A Russian official has denied a deal between Moscow and
Washington over putting an end to Iran's presence in Syria in return
for the recognition of Bashar Assad's regime by the United States,
says Russian news agency Interfax. Meanwhile, a U.S. official
speaking to the UAE newspaper the National on Monday June 3, ruled
out a June 2 report by London-based Asharq al-Awsat daily which said
the United States is prepared to recognize the legitimacy of Bashar
al-Assad's government in Syria.
Syrian official told Russian media that there are no
plans for Iran to reduce its troop levels in the country, even if the
US and Israel seek to offer Russia a deal. Speaking to Izvestia and
later reported in Russia's TASS news agency, the report seeks to
downplay rumors that an upcoming US, Israel and Russia trilateral
meeting in Israel would examine Iran's presence in Syria. Last week,
the US and Israel said there would be a trilateral meeting with
Russia this month.
CHINA & IRAN
A rise in tensions in the Middle East owing to U.S.

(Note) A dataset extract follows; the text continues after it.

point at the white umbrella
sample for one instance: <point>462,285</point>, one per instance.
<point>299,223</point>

pressure on Iran is worrying and all parties need to exercise
restraint, Chinese President Xi Jinping told Russian media ahead of a
visit to the country. Tensions between Iran and the United
States have escalated in the past month, a year after the United
States pulled out of a deal between Iran and global powers to curb
Tehran's nuclear program in return for lifting sanctions.
GULF STATES, YEMEN, & IRAN
Saudi Arabia should be on the lookout for Iran's new
"shocking decision" if it does not stop support for U.S.
sanctions against Tehran, says Hossein Amir Abdollahian, a former
Iranian diplomat currently working as a special assistant to Iran's
Parliamentary Speaker Ali Larijani. Amir Abdollahian, who is widely
known as the man who determines Iran's foreign policy about the Arab
world, did not elaborate on what he called "Tehran's new and
shocking decision."
The Saudi-led military coalition in Yemen said on
Tuesday it evacuated a crew member for medical reasons from a
"suspect" Iranian ship northwest of Yemen's Hodeidah port
after Saudi Arabia received a request for help from Iran. Iran
and Saudi Arabia are arch-adversaries in the Middle East, backing
opposite sides in several regional wars including in Yemen where the
coalition has been battling the Iran-aligned Houthi movement for four
years.
A dispute over control of biometric data between the
World Food Programme and Yemen's Houthi group is straining
humanitarian efforts and threatens to disrupt aid distribution in a
country already on the brink of famine. In an unusually strong
statement the U.N. agency, which feeds more than 10 million people a
month across the Arabian Peninsula's poorest nation, said last month
it is considering suspending deliveries due to fighting, insecurity
and interference in its work.
Spoiling joy, Houthi militias forced Yemenis in areas
under militia control to fast on the day declared by the country's
religious authorities as Islam's Eid al-Fitr holiday, the day marking
the end of Ramadan, the Islamic holy month of fasting. Houthi
coupists, who abide by Iran's sectarian agenda, deployed banded
militants and armored wagons to entrances of mosques and cemeteries
to block worshippers from performing rituals due on the holiday.
IRAQ & IRAN
Iraq's government has offered to mediate between
the United States and Iran to reduce tension between its
two biggest allies. But many Sunni Iraqis say they have been
neglected by Shia-led governments for years. And they are concerned
their views on the issue are being ignored.